A wise man thinks past the fulfillment of a dream.[2] Because, face it, when you finish a big and demanding project, the normal reaction is depression. A gentleman who spent years being captured by German soldiers, and breaking out of their prison camps, reported a sense that all of life was flat when he finally made it home to England. People who work in high-stress occupations, such as air traffic controllers and freight dispatchers, often suffer heart attacks when they take a vacation.

In 1992, I wound up my MS in Communication Studies with a dissertation that is still cited on the first page of a popular google search. A few weeks later, I took a two-week vacation in Ukraine, to observe a society in transition. After several nights of staying up 'til 3:00 am to pack and prepare, I fell asleep on the plane leaving New York around 10:00 pm -- and awoke to full daylight streaming in through the window shortly after midnight. Ukraine is 13 hours ahead of Eastern Standard Time, but I went through the vacation in a state of excitement that merely postponed the bills. It took more than six months to get back up to speed.

So now, 18+ years later, I've finished my PhD. The last lap took everything I could put into it. My dissertation defense was structured in terms of the patterns of persuasion I'd found in Nutuk and a comparable work, and greatly amused my committee: it sounded like a job interview![3] During that last stretch, I went for 10 weeks without riding my bicycle, gained weight, and kept external commitments to a minimum. As my friends who follow this blog may have noted, I also put less energy into a real source of delight, my Turkish studies.
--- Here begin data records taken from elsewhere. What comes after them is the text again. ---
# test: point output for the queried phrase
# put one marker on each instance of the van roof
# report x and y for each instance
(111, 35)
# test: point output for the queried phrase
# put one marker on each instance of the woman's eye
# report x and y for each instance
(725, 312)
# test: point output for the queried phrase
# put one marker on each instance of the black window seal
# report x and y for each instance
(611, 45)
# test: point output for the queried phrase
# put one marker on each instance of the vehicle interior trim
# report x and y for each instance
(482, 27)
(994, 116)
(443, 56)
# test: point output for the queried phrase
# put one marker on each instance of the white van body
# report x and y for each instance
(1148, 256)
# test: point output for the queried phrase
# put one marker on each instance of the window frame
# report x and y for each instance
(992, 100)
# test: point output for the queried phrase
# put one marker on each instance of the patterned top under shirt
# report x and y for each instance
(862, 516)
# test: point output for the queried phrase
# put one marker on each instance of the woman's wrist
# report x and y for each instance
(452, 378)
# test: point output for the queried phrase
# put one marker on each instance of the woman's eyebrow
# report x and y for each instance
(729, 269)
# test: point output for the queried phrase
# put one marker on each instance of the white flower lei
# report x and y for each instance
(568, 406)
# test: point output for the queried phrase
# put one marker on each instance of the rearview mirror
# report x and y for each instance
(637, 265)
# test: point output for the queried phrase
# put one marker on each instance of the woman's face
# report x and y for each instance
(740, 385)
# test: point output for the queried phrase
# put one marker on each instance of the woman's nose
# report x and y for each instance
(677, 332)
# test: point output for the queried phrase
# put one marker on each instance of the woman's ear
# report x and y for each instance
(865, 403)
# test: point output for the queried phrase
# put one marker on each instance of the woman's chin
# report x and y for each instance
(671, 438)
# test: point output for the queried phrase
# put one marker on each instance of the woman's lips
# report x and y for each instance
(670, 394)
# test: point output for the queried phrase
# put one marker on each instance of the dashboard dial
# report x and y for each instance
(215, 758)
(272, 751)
Well, let's look into the Great Book again. Here is a short verse from Proverbs 1:
Pro 1:17 Kuşların gözü önünde ağ sermek boşunadır.
Which being interpreted, reads:
  • Kuşların -- Of the bird
  • gözü -- the eyes
  • önünde -- in front of
  • -- the net
  • sermek -- is spread, draped, lay, spread out
  • boşunadır -- to no purpose.
Evil doers rely on secrecy. Yet, they have less of that than they think. Yes, Solomon warns his sons, it's easy and natural of single young men to clump together in criminal gangs. But they are not as smart as they think they are.

As İsa said in the New Testament, no one gets away with anything. Secrets tend to get revealed -- and we should assume that our furtive, sneaky, "secret" sins will not stay concealed. So, we should be predisposed to face, and repent of, wrongdoing. Nixon was forced out of office for trying to cover up a crime, not for the crime itself.

________________________

[1] I was competing the the two mile run one evening in high school. It was winter, indoor track season, and the track was 220 yards long. That's 1/8 mile, sixteen laps. The umpire lost count, and as I hurled myself at the finish line, he held up a finger -- one more lap.

[2] I had a nightmare in 1995 or 1996. I dreamed that I was joyfully putting the final touches on a dissertation that would bless and encourage thousands of people around the world. This dream was a nightmare because, in that terrible lucidity one sometimes experiences while dreaming, I knew that I was dreaming of, rather than doing, the desired project!